I know you are, but what am I?
It was an interesting experience to see Francis (Pee Wee’s Big Adventure) burying teenage boys in his crawlspace instead of stealing bikes. Mark Holton has evolved from playing Pee Wee Herman’s nemesis to playing a real life serial killer – John Wayne Gacy. Although I began watching cynically expecting the worst, I’ve got to admit that my expectations were too low. Holton put in an admirable performance as the man who buried 29 men and boys underneath his Chicago home.
Similar to Monster, Gacy is a fictionalized version of Gacy’s killing spree. Fictionalized means that the killer’s name can be used, but the names of his victims are changed for privacy and some of the details are exaggerated and twisted around to make a better movie. Even so, the articles I’ve read on Gacy make him out to be a sicker fuck than portrayed in the movie.

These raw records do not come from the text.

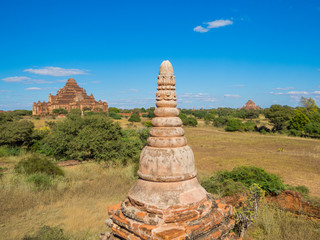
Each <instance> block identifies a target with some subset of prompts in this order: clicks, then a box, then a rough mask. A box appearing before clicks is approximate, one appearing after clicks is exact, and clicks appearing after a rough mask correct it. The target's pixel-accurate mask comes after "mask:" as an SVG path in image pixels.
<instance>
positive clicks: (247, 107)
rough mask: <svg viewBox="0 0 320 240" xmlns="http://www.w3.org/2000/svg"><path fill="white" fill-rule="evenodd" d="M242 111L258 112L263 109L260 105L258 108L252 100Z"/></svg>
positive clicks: (242, 108) (250, 101)
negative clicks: (250, 111) (254, 111)
mask: <svg viewBox="0 0 320 240" xmlns="http://www.w3.org/2000/svg"><path fill="white" fill-rule="evenodd" d="M241 109H247V110H250V109H253V110H258V109H261V107H260V106H259V105H257V106H256V104H255V103H254V102H253V101H252V100H251V99H250V100H249V101H248V102H247V103H246V105H245V106H243V107H242V108H241Z"/></svg>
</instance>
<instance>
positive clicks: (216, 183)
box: [201, 175, 248, 197]
mask: <svg viewBox="0 0 320 240" xmlns="http://www.w3.org/2000/svg"><path fill="white" fill-rule="evenodd" d="M201 185H202V187H204V188H205V189H206V190H207V192H209V193H212V194H216V195H218V196H219V197H224V196H232V195H235V194H238V193H246V192H248V188H247V187H246V186H245V185H244V184H243V183H241V182H235V181H233V180H231V179H225V180H223V181H220V180H219V179H218V178H217V175H213V176H211V177H209V178H206V179H204V180H203V181H202V182H201Z"/></svg>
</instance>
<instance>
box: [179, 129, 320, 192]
mask: <svg viewBox="0 0 320 240" xmlns="http://www.w3.org/2000/svg"><path fill="white" fill-rule="evenodd" d="M185 132H186V137H187V139H188V144H189V145H190V146H191V148H192V150H193V152H194V155H195V159H196V167H197V170H198V173H199V178H202V177H203V176H204V175H208V174H211V173H213V172H215V171H218V170H231V169H232V168H234V167H236V166H240V165H253V166H257V167H261V168H263V169H265V170H266V171H268V172H270V173H274V174H277V175H279V176H281V177H282V178H283V180H284V181H285V183H287V184H291V185H305V186H307V187H308V188H309V189H310V193H311V195H313V196H318V197H320V185H319V182H320V141H319V140H315V139H306V138H298V137H297V138H295V137H286V136H283V135H262V134H259V133H231V132H224V131H222V130H221V131H220V130H218V129H215V128H212V127H197V128H185Z"/></svg>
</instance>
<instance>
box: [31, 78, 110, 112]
mask: <svg viewBox="0 0 320 240" xmlns="http://www.w3.org/2000/svg"><path fill="white" fill-rule="evenodd" d="M58 108H63V109H66V110H68V111H70V110H71V109H80V110H82V109H84V108H90V109H92V110H94V109H95V108H100V109H102V111H108V104H107V103H106V102H102V101H101V100H99V101H96V100H95V99H94V97H93V95H92V94H91V95H90V96H88V95H87V92H86V90H85V89H83V88H81V87H80V86H79V85H78V84H77V82H76V81H75V80H74V79H73V78H69V79H68V81H67V83H66V85H65V86H64V87H63V88H61V89H60V90H58V91H57V95H51V94H49V99H48V102H42V103H41V102H40V101H38V102H37V103H36V102H34V103H33V107H32V115H46V114H51V113H52V110H54V109H58Z"/></svg>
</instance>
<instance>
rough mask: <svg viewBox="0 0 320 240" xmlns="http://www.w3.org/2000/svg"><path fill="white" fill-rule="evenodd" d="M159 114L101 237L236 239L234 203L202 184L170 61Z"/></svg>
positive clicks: (161, 64) (172, 68)
mask: <svg viewBox="0 0 320 240" xmlns="http://www.w3.org/2000/svg"><path fill="white" fill-rule="evenodd" d="M157 83H158V88H157V89H158V91H157V93H156V100H157V103H156V106H157V109H156V110H155V111H154V113H155V116H156V117H155V118H153V120H152V125H153V128H152V129H151V130H150V137H149V138H148V141H147V143H148V146H146V147H145V148H144V149H143V150H142V152H141V155H140V165H139V171H138V175H139V179H138V180H137V182H136V184H135V185H134V186H133V187H132V188H131V189H130V191H129V193H128V197H127V198H126V199H125V200H124V201H123V202H122V203H120V204H118V205H116V206H112V207H110V208H109V215H110V216H111V218H110V219H109V220H107V221H106V223H107V225H108V226H109V227H110V228H111V229H112V233H106V234H104V235H102V236H101V238H102V239H159V240H160V239H236V237H235V236H234V234H231V233H230V230H231V229H232V228H233V226H234V220H232V219H231V218H230V215H231V213H232V208H231V206H229V205H226V204H224V203H221V202H216V201H215V200H214V199H213V198H212V197H211V195H209V194H208V193H207V192H206V191H205V190H204V189H203V188H202V187H201V185H200V184H199V182H198V180H197V178H196V175H197V172H196V169H195V162H194V155H193V152H192V149H191V148H190V147H189V146H187V139H186V138H185V137H184V130H183V129H182V127H181V126H182V121H181V119H180V118H179V117H178V116H179V110H178V109H177V108H176V106H177V102H176V100H177V98H176V92H175V84H176V80H175V77H174V75H173V67H172V65H171V63H170V62H169V61H164V62H162V64H161V66H160V71H159V76H158V81H157Z"/></svg>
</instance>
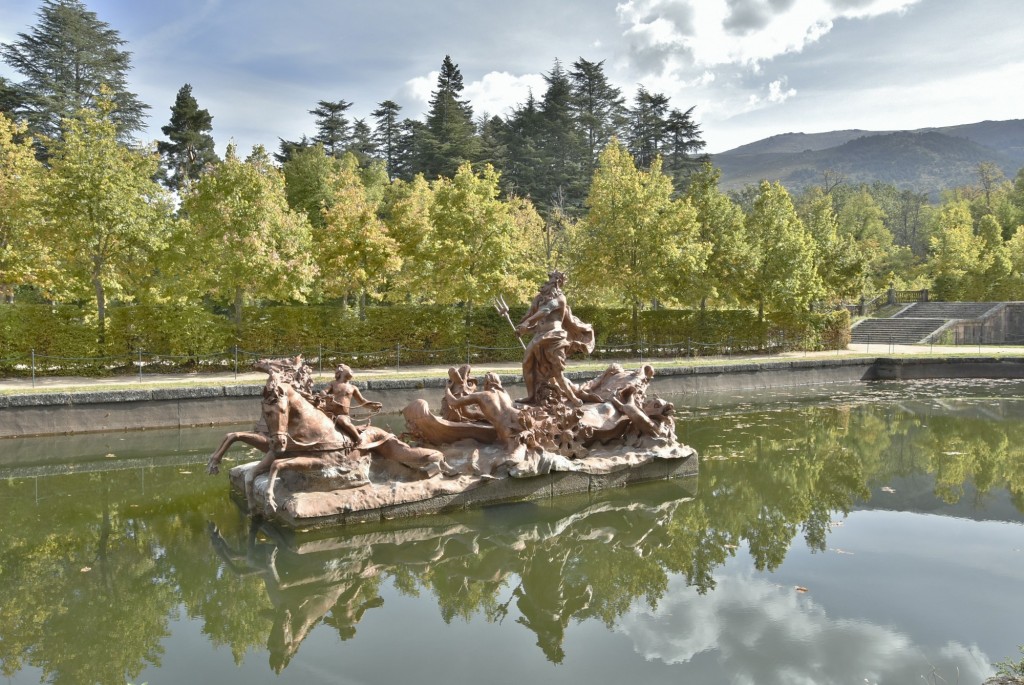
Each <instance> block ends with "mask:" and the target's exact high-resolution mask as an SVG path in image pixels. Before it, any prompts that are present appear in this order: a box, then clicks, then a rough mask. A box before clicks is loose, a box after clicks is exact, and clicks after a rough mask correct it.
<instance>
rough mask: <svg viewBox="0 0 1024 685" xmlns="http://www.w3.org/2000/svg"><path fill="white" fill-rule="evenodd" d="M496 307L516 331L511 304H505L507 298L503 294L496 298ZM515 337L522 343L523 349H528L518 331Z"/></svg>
mask: <svg viewBox="0 0 1024 685" xmlns="http://www.w3.org/2000/svg"><path fill="white" fill-rule="evenodd" d="M495 309H497V310H498V313H500V314H501V315H502V316H504V317H505V320H507V322H508V323H509V326H511V327H512V330H513V331H515V324H513V323H512V317H511V316H509V305H507V304H505V298H504V297H503V296H501V295H499V296H498V297H496V298H495ZM515 339H516V340H518V341H519V344H520V345H522V348H523V349H526V343H524V342H523V341H522V338H520V337H519V334H518V333H516V335H515Z"/></svg>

The film portrays the middle and end of Gacy’s killing career, beginning with a brief flashback of young Gacy and his abusive father. Apparently, Gacy’s father beat the shit out of him because he didn’t enjoy fishing? In any case, not much time is spent trying to explain the rationale behind Gacy’s urge to kill. Rather, the film revolves around the cluelessness of those surrounding Gacy. I was incredulous at how unsuspecting his friends and neighbors were to his extracurricular activities, not to mention his wife and mother. His wife eventually leaves him after discovering gay magazines and handcuffs in the garage – how retarded was she?
I’m interested in checking out Dahmer, co-written by one of the screenwriters of Gacy and released a year earlier. I’m much more interested in Dahmer than Gacy. Dahmer didn’t have near the output of Gacy, but what he was lacking in quantity, he made up for in style.